It has been stated that Amazonian natives used biochar to make the jungle horticulture productive in the absence of topsoil. Rather than slash and burn techniques, the biochar holds water and nutrients in the porous structure whereas ash from normal burning would get washed away. They supplemented it with fish processing waste from their river catches which made the stuff extremely rich. (As an aside, fish processing "waste" might be produced closer to the agricultural source if land based aquaculture becomes wide spread)

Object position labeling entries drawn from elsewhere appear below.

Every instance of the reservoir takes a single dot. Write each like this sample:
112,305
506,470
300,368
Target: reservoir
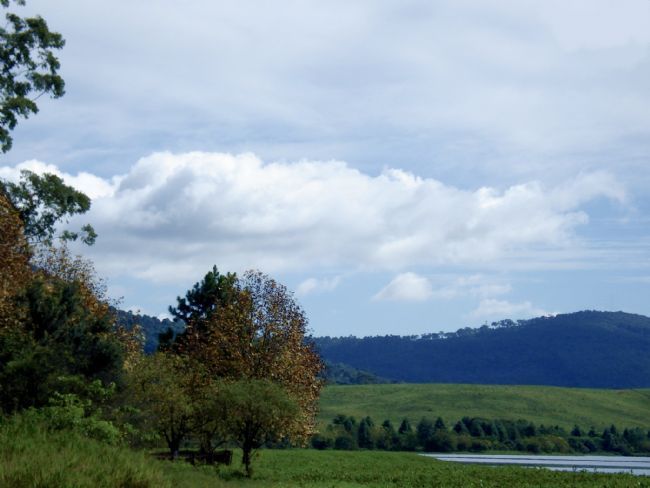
598,464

I have also heard about using hydrophilic/hygroscopic proteins from seaweeds to make agriculture in dry regions better able to hold on to water and minimizing soil evaporation. It would be interesting if these techniques could be combined.

Further research is being done to green deserts by taking advantage of what little water there is and constructing an environment to use it effectively. Now, some of the people who support this are overly idealistic and have a far more negative view of the modern agriculture system that have resulted if vast productivity gains but unlike the "organic foods" racket, some of these innovations look like they have potential and using a combination of biochar, modern agriculture and desert reclamation schemes might very well increase the trend towards using less land for agriculture and returning some of it to prairie, savanna and forest while making deserts become productive.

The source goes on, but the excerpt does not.